Saturday, January 27, 2018

RaspBerry PI - The Audio Engine - Part 7 - Realtime Kernel

A realtime kernel. The cream of the cake for a Linux based Audio Engine.

Did you know? Even the Squeezebox Touch was running a realtime-kernel almost
10 years ago!


A realtime kernel allows a much faster task switching thus much lower latency
compared to normal kernels. It's usually used in time-sensitive industrial 
applications.

From my experience this extremely low latency can make a difference for our purpose as well. 

Most of my mods you've seen so far follow the logic of reducing distractions to the audio stream. An rt-kernel very well adds to that logic. 

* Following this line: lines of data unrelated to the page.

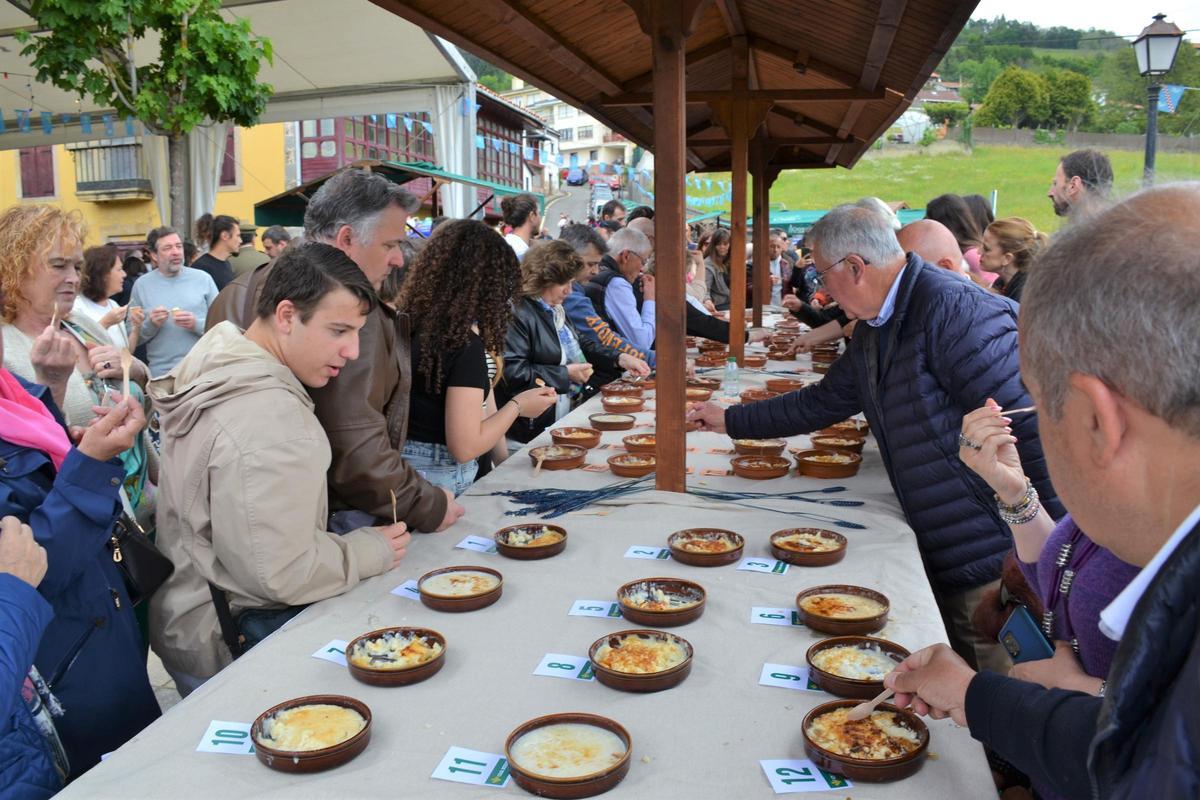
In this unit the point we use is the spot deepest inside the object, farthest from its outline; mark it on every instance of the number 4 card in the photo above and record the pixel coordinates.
(789, 776)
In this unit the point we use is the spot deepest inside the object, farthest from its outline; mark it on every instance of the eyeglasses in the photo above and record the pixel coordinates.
(820, 276)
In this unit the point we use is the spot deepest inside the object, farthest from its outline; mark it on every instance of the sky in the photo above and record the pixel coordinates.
(1121, 17)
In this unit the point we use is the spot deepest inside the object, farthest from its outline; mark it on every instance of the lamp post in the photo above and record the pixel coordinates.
(1156, 48)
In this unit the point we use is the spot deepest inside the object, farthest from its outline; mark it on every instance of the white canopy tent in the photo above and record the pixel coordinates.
(340, 58)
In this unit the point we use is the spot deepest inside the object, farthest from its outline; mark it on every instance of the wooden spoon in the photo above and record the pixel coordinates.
(126, 362)
(863, 710)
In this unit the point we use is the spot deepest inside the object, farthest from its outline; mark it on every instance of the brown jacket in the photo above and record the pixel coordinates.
(364, 411)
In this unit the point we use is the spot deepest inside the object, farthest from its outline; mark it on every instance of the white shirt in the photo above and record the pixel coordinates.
(1116, 615)
(519, 245)
(95, 311)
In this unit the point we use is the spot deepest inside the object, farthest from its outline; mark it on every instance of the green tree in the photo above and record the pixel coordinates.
(1018, 98)
(1069, 98)
(207, 68)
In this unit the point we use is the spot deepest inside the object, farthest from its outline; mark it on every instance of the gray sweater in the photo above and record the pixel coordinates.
(190, 290)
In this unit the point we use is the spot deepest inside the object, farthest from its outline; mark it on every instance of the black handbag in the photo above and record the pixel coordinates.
(143, 565)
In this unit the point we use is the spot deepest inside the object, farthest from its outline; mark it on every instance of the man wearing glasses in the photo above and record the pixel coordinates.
(929, 348)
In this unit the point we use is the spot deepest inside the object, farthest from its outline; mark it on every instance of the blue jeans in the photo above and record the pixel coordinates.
(438, 467)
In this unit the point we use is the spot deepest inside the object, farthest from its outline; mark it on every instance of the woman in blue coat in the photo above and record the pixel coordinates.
(90, 654)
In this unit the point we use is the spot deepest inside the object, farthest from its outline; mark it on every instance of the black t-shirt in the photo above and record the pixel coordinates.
(219, 270)
(427, 410)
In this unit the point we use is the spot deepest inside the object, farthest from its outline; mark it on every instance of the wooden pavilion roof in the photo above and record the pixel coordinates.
(835, 73)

What makes a kernel a realtime-kernel? 
It's a huge set of patches that gets applied to the standard kernel sources. 
Numerous files are involved. 
You as a kernel maintainer have to work on configuring that patch set properly. 
Then you compile, integrate and test that kernel on your OS of choice.

A realtime kernel alone, won't make a Formula1 car out of a system though.

It requires sensitive fine-tuning here and there to be able to make use of the potential
performance gain introduced by such a realtime kernel.

If a realtime kernel is not properly integrated it can make things worse.
You might experience higher loads then you'd see on a normal kernel. 
You might even end up with race-conditions - recently we've seen 5000 USB interrupts/second - typoical number around 300/s on a PI. 
We seen stalled boots and other total system lock-ups. It can get tricky 
with that kernel! 

Keep in mind:
You can't drive your Formula1 car on a crowded freeway at full speed. 
You need a race track! 


Looking into a realtime kernel integration from my experience is well worth it.
Especially for a single purpose system as developed in Part 1-6 of this series. 

On multi-purpose systems (many apps and I/O operations running in parallel) systems, 
I'd consider a realtime kernel hardly applicable. 


Many people in the past appreciated having access to such a kernel! ( on SB Touch, I used to provide one for Moode and there are others)  

The RPI kernel team is now - since March-2018 - offering official realtime kernel sources.
Basically the RPI kernel team incorporates the rt-kernel patch themselves! Great news!

pCP thus can now also introduce a rt-kernel. It's done already!  With version pCP 3.5 available you'll have an rt-kernel based OS at hand. I've been involved a little in the testing phase. A great team to work with!

Pretty much all earlier proposed tweaks and modifications should work well 
with the rt-kernel.




Benchmarking and performance tests


I did some initial benchmarking measurements on the rt-kernel (pretty much the same being used on the upcoming pCP) and the standard low latency kernel of ARCH-Linux-ARM on my PI3.


I did the benchmarking and measurements using cyclictest:

The default ARCH kernel is a low-latency kernel already though!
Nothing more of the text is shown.